School meals can also provide an important buffer during food shortages, or food price spikes. During a severe drought in India, children participating in the School Midday Meals scheme did not suffer the declines in growth demonstrated by children who did not participate.

Better school attendance and improved dietary habits outside school hours are also seen in children consuming healthy school meals. These improved dietary habits are likely to extend into other members of the household. Studies across 32 African countries showed school enrolment by girls increased by 28% during the year after meals were made available.

Importantly, with an emerging ‘triple burden’ of malnutrition in many low and middle-income countries, healthy meals in schools, combined with nutrition education and physical activity has the potential to mitigate rising rates of overweight among children.
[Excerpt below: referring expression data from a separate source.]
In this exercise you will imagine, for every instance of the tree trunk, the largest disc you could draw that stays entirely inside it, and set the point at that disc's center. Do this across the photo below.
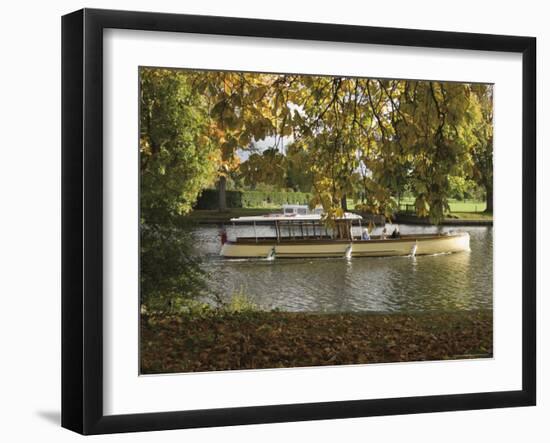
(344, 203)
(222, 198)
(489, 197)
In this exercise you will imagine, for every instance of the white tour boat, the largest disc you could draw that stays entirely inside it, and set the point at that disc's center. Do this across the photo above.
(300, 233)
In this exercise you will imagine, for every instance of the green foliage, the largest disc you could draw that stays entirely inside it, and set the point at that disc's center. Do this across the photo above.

In India, we are seeing these transformational benefits. Almost 100 million children across 265,000 schools currently have free access to a balanced and nutritious midday meal. Likewise, in Ghana, 4,000 schools partake in a Government initiative where food is procured from local farmers, serving over 1.6 million children.

Whilst there have been past failures to demonstrate a link between school meals and stunting, this should not deter policymakers from considering the potential for schools to promote both nutrition and agriculture. This can be a multiple-win opportunity for policymakers, with important benefits not only for a child’s future, but for national socio-economic growth. Providing nutritionally balanced, locally sourced, school meals with complementary nutrition education and health measures can form one of the many multi-sector approaches needed to help reposition our food systems to focus on diet quality.  

Let’s not allow our future food systems to fail our children. 

By Professor Srinath Reddy, President of the Public Health Foundation of India and member of the Global Panel on Agriculture and Food Systems for Nutrition.